Adding fractions may seem challenging at first, but it can be simple with a bit of practice. When fractions have the same denominator, it's a straightforward process.

• First, ensure both fractions you're dealing with have the same denominator, as in this case, they both have 35. The denominator represents the total number of equal parts.
• When denominators are the same, add the numerators while keeping the denominator unchanged. The numerator represents the number of parts we have.

For example, when you add \( \frac{11}{35} \) and \( \frac{3}{35} \), their numerators are added: \( 11 + 3 = 14 \). The result is \( \frac{14}{35} \). This is the sum of the two fractions before simplification.

A fraction is in its simplest form when the numerator and the denominator have no common divisor other than one. Simplifying involves reducing the fraction to its lowest terms.

• Once you have your fraction, look for any common factor between the numerator and the denominator.
• In our example, the fraction \( \frac{14}{35} \) can be simplified by dividing both numbers by their greatest common factor.

Reducing fractions helps maintain simplicity in calculations and gives a more comprehensible result. After simplification, the fraction might look entirely different, yet it remains equivalent. Always ensure each part of the fraction is reduced as much as possible to streamline further arithmetic calculations.

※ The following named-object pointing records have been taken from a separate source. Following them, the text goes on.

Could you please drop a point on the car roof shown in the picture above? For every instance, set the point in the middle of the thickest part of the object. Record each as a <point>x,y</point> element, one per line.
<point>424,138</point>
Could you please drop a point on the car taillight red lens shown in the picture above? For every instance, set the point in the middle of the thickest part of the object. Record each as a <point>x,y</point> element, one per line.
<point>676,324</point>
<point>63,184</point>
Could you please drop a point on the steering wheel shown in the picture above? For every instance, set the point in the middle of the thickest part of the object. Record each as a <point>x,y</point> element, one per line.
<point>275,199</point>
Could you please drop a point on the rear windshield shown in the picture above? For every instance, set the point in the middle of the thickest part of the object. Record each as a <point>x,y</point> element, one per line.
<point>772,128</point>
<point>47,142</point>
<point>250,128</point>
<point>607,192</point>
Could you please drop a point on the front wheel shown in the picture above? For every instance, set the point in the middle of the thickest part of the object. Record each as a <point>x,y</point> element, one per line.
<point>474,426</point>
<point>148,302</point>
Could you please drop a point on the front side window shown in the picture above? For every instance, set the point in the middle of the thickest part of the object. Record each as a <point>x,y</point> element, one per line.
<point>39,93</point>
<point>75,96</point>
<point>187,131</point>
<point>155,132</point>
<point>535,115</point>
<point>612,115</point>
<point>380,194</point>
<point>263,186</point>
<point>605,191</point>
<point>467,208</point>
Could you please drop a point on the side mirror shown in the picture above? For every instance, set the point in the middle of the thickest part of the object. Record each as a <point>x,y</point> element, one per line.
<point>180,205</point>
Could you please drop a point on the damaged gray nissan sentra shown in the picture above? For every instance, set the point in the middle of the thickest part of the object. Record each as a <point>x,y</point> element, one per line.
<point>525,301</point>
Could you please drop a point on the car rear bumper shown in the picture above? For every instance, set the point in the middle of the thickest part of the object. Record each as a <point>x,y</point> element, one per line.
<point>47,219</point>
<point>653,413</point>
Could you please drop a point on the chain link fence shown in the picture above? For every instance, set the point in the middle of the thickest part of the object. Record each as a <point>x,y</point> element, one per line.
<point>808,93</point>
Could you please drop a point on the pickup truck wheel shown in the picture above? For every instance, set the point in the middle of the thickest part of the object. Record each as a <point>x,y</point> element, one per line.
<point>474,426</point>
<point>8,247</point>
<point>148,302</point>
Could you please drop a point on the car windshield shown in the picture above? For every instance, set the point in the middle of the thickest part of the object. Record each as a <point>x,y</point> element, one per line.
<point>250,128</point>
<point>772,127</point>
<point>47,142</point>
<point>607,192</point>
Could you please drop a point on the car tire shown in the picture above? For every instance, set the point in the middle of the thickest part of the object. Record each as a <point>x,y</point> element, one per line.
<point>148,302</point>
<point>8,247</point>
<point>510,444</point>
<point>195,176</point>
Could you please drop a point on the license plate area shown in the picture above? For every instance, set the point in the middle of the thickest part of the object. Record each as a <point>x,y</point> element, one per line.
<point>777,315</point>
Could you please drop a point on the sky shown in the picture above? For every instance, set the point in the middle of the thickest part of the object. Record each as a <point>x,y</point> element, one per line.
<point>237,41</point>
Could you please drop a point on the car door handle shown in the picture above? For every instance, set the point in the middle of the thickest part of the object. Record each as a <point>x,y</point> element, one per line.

The greatest common divisor (GCD) is a useful tool to simplify fractions. It's the largest number that divides two numbers without leaving a remainder. This is essential when reducing fractions.
To find the GCD:

• List the divisors of each number, which means all numbers that divide the number exactly without leaving a remainder.
• Identify the largest divisor common to both numbers.

For instance, let's find the GCD of 14 and 35. The divisors of 14 are 1, 2, 7, and 14, and those of 35 are 1, 5, 7, and 35. The largest common divisor is 7, which means the GCD is 7.
Using the GCD simplifies the fraction \( \frac{14}{35} \) to \( \frac{2}{5} \), as dividing both the numerator and denominator by 7 gives this results. This ensures the simplest form of the fraction, making further calculations easier.